Results and Conclusions:

      • after four years:
        • completion of study:
          • orlistat-treated patients, 52% completed treatment compared with 34% of placebo recipients (P < 0.0001)
        • after 4 years' treatment, the cumulative incidence of diabetes was 9.0% with placebo and 6.2% with orlistat, corresponding to a risk reduction of 37.3% (P = 0.0032)

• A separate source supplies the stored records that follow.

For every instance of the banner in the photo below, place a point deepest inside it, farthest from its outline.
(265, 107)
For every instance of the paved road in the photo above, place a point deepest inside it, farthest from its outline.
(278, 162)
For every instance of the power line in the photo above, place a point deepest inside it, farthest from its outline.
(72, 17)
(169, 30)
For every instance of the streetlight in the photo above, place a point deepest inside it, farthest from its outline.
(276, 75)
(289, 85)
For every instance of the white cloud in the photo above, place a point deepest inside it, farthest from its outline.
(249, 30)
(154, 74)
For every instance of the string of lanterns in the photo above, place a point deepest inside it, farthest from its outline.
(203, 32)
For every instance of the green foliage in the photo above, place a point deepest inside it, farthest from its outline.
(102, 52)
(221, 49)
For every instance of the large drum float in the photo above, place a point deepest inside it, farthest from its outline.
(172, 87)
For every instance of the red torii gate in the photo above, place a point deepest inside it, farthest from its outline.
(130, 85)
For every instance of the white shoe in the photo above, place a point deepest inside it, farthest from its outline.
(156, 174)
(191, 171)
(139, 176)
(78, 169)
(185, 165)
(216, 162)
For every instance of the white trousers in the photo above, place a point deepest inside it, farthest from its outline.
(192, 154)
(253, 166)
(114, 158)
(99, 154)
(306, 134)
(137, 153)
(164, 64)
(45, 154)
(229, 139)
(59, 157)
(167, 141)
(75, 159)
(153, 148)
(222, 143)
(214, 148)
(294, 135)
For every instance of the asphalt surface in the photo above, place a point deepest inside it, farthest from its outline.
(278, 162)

        • cumulative diabetes incidence in IGT patients was 18.8% in the orlistat group and 28.8% in the placebo group (p=0.0024), representing a risk reduction of 45%
          • there was no significant difference in incidence of diabetes between treatment groups in patients with normal glucose tolerance at baseline
        • mean weight loss after 4 years was significantly greater with orlistat (5.8 vs. 3.0 kg with placebo; P < 0.001) and similar between orlistat recipients with impaired (5.7 kg) or normal glucose tolerance (NGT) (5.8 kg) at baseline
          • a second analysis in which the baseline weights of subjects who dropped out of the study was carried forward also demonstrated greater weight loss in the orlistat group (3.6 vs. 1.4 kg; P < 0.001)

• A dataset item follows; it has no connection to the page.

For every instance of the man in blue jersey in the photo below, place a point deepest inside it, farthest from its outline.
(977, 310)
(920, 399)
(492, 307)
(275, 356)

      • the study authors concluded:
        • compared with lifestyle changes alone, orlistat plus lifestyle changes resulted in a greater reduction in the incidence of type 2 diabetes over 4 years and produced greater weight loss in a clinically representative obese population.
        • difference in diabetes incidence was detectable only in the IGT subgroup; weight loss was similar in subjects with IGT and or NGT

Reference:

  1. Torgerson JS et al. XENical in the prevention of diabetes in obese subjects (XENDOS) study: a randomized study of orlistat as an adjunct to lifestyle changes for the prevention of type 2 diabetes in obese patients. Diabetes Care. 2004 Jan;27(1):155-61.